Fewer Americans have a positive view toward Islam today than in the wake of 9/11. According to the latest ABC News/Washington Post poll of national views on the Cordoba House project in Lower Manhattan and the planet’s second-largest religion, just 37% of Americans have a favorable opinion of the Islamic faith. That’s “the fewest in ABC/Post polls dating to October 2001 (albeit by just 2 points),” according to the release.
In an ABC/Post poll released Oct. 9, 2001 — less than a month after the attacks on New York and Washington — 47% of Americans said they had favorable attitude toward Islam. Today, as we near the ninth anniversary of those attacks, that number is lower by ten points. In those years, the percentage of Americans viewing Islam positively dropped in ABC/Post polling, hovering at around 40% before dropping to it’s lowest point in today’s poll, which comes after a summer of open vitriol toward Islam by many prominent conservative leaders. The last time this few Americans told pollsters that they had a favorable view toward Islam came when American forces were still hunting down Saddam Hussein in Iraq — back in September, 2003.
When it comes to overtly negative views toward Islam, though, the situation has improved for Muslims in America a bit since the immediate aftermath of 9/11. A total of 49% of respondents in the latest poll said they have an unfavorable view of the faith, “essentially the same as in the spring, but well up from its lows in 2002, when many were undecided,” the pollster writes.
Here’s what you might call the buried lede in this post: More than a quarter of respondents — 26% — said they “have at least some feelings of prejudice against Muslims.” That’s about the same number as admitted prejudice in a March 2006 ABC/Post poll but fewer than openly admitted racial prejudice (35%) in a poll from last year.
So, who are the Muslim-haters? As we’ve seen in past polling, the split between those who have a favorable view toward the practice of Islam and those who don’t falls along age, education and partisan lines:
Democrats are twice as likely as Republicans to view the religion favorably, 49 percent vs. 24 percent. Young adults, the most-educated Americans, liberals and those with no religion are most apt to view Islam favorably; their opposites are most critical of the faith.
Views on violence follow a similar pattern. More than four in 10 Republicans, 43 percent, say mainstream Islam encourages violence against non-Muslims. That subsides to 24 percent of Democrats and 29 percent of independents.
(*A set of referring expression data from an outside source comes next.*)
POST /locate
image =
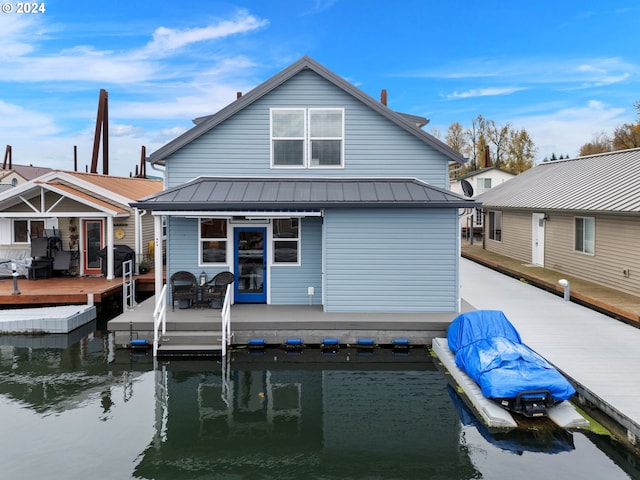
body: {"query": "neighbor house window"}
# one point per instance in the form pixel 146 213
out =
pixel 585 237
pixel 286 240
pixel 495 226
pixel 23 230
pixel 213 240
pixel 307 138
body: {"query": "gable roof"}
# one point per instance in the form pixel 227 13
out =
pixel 225 193
pixel 128 187
pixel 204 124
pixel 105 193
pixel 606 182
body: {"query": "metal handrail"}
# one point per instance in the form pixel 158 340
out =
pixel 159 318
pixel 226 320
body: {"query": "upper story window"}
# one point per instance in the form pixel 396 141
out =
pixel 307 137
pixel 585 235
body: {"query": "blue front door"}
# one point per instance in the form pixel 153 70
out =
pixel 250 265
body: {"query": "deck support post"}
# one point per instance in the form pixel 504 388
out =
pixel 14 274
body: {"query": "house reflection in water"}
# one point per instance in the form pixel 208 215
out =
pixel 280 419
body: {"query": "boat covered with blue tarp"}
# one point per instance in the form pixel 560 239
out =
pixel 489 349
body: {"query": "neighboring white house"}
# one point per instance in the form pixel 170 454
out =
pixel 480 181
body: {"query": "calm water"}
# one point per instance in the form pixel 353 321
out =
pixel 69 409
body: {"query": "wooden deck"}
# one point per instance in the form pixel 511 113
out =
pixel 65 290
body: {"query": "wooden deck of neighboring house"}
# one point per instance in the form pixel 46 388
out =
pixel 66 290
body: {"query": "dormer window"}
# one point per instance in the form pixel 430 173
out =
pixel 307 138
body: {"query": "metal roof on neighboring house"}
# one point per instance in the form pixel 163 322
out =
pixel 204 124
pixel 89 199
pixel 606 182
pixel 28 172
pixel 220 193
pixel 481 171
pixel 128 187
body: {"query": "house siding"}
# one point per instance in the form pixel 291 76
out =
pixel 516 236
pixel 371 266
pixel 616 250
pixel 373 145
pixel 616 247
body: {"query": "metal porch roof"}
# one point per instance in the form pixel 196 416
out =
pixel 219 193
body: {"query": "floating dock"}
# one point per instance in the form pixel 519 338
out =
pixel 60 319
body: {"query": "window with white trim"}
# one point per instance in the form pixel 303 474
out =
pixel 307 138
pixel 23 230
pixel 585 235
pixel 286 240
pixel 213 240
pixel 495 226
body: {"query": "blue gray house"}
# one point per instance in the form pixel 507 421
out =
pixel 312 192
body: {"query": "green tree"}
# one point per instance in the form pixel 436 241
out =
pixel 626 136
pixel 520 152
pixel 600 143
pixel 499 137
pixel 455 137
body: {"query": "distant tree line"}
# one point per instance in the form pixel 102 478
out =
pixel 624 137
pixel 487 144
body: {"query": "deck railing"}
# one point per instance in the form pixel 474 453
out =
pixel 128 286
pixel 159 318
pixel 226 321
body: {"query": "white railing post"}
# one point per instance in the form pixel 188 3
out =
pixel 128 285
pixel 226 320
pixel 159 318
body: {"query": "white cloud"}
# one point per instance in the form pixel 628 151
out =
pixel 565 131
pixel 166 40
pixel 484 92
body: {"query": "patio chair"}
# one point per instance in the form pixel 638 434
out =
pixel 62 261
pixel 215 289
pixel 183 287
pixel 41 262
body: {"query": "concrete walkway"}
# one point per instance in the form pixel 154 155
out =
pixel 598 353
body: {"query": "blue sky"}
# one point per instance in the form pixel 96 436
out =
pixel 564 70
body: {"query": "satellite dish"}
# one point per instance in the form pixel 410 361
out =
pixel 466 188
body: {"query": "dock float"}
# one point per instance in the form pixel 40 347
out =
pixel 60 319
pixel 563 415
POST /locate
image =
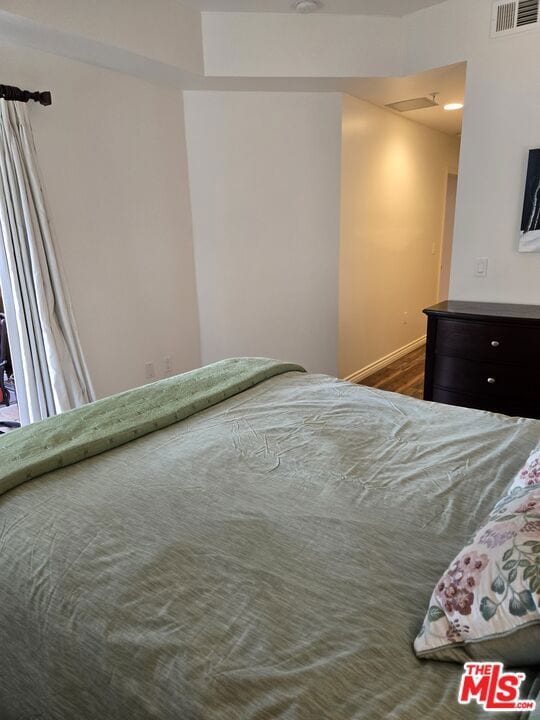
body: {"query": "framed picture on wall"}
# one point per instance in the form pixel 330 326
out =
pixel 530 221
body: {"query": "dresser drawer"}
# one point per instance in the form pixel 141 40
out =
pixel 486 379
pixel 488 342
pixel 517 408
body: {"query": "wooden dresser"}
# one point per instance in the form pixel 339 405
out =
pixel 484 355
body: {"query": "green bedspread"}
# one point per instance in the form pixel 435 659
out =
pixel 114 421
pixel 268 558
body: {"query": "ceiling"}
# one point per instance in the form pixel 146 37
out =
pixel 448 81
pixel 397 8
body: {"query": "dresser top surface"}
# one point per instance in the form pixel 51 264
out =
pixel 473 310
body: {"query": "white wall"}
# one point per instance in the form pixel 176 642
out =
pixel 112 154
pixel 392 211
pixel 161 30
pixel 291 45
pixel 501 123
pixel 265 175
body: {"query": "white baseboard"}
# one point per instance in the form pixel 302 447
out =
pixel 386 360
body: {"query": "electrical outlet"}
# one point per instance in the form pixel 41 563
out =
pixel 149 371
pixel 167 365
pixel 480 267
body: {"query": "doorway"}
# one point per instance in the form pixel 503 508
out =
pixel 448 237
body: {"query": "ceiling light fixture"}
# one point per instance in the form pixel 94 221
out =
pixel 307 6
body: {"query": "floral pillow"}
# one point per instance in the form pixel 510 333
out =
pixel 530 472
pixel 486 606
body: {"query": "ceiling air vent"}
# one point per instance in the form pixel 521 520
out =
pixel 514 16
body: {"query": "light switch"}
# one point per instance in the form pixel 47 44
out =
pixel 480 267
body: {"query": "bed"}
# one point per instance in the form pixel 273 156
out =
pixel 246 541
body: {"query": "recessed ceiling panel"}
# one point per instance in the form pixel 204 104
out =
pixel 397 8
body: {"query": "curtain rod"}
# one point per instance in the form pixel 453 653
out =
pixel 9 92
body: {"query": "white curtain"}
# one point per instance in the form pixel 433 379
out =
pixel 50 371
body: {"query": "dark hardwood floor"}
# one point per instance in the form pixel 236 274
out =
pixel 405 376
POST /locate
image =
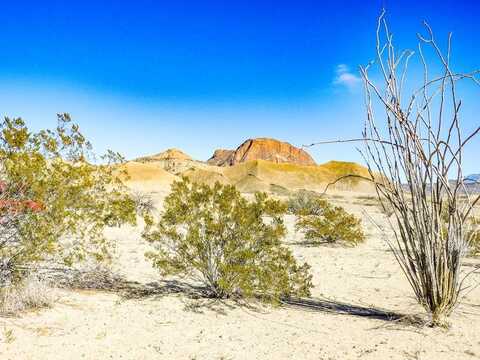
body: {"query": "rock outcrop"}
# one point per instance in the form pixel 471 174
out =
pixel 262 149
pixel 172 160
pixel 221 157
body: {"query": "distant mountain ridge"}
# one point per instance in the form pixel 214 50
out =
pixel 268 149
pixel 256 165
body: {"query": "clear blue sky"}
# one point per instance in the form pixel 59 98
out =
pixel 142 76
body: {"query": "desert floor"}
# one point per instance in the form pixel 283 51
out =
pixel 361 308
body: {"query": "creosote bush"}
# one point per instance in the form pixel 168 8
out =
pixel 322 222
pixel 229 244
pixel 54 201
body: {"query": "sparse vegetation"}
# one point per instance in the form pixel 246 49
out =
pixel 322 222
pixel 54 202
pixel 229 244
pixel 331 225
pixel 414 153
pixel 29 293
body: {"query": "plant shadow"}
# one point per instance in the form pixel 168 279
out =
pixel 341 308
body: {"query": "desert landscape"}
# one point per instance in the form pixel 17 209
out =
pixel 361 304
pixel 239 180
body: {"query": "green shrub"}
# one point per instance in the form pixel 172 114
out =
pixel 54 203
pixel 329 224
pixel 229 244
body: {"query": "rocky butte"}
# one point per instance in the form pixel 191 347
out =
pixel 262 149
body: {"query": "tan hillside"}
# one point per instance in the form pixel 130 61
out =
pixel 144 172
pixel 263 175
pixel 168 154
pixel 262 149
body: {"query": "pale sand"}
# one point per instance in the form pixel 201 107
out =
pixel 102 325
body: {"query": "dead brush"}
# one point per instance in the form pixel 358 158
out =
pixel 414 156
pixel 29 294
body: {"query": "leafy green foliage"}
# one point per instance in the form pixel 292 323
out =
pixel 55 203
pixel 321 222
pixel 226 242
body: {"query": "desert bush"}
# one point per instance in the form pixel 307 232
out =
pixel 29 293
pixel 54 201
pixel 414 155
pixel 229 244
pixel 304 202
pixel 329 224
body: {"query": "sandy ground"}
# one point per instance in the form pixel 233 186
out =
pixel 167 323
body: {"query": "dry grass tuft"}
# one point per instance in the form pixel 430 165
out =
pixel 30 294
There’s more unanimity when it comes to the Cordoba House project, which Americans continue to overwhelmingly oppose in the ABC/Post poll. That’s a pattern we’ve seen for a while now. The TPM Poll Average for national attitudes toward the Lower Manhattan shows 62.3% of Americans opposing the project and just 33.3% supporting it.
In the ABC/Post poll, there’s evidence that opposition to the mosque — the subject of political rhetoric all across the spectrum for more than a month now — could affect how things turn out at the polls in November:
[T]he results suggest political risk in advocating construction of the facility at its planned location. That’s because 42 percent of registered voters say they feel strongly enough about the issue that it may influence their votes — and 80 percent in this group oppose construction.
That’s a net total of 34 percent who both oppose construction and say the issue could affect their votes. Their opposites — the number who favor construction, and say the issue could affect their vote — is far lower, 8 percent.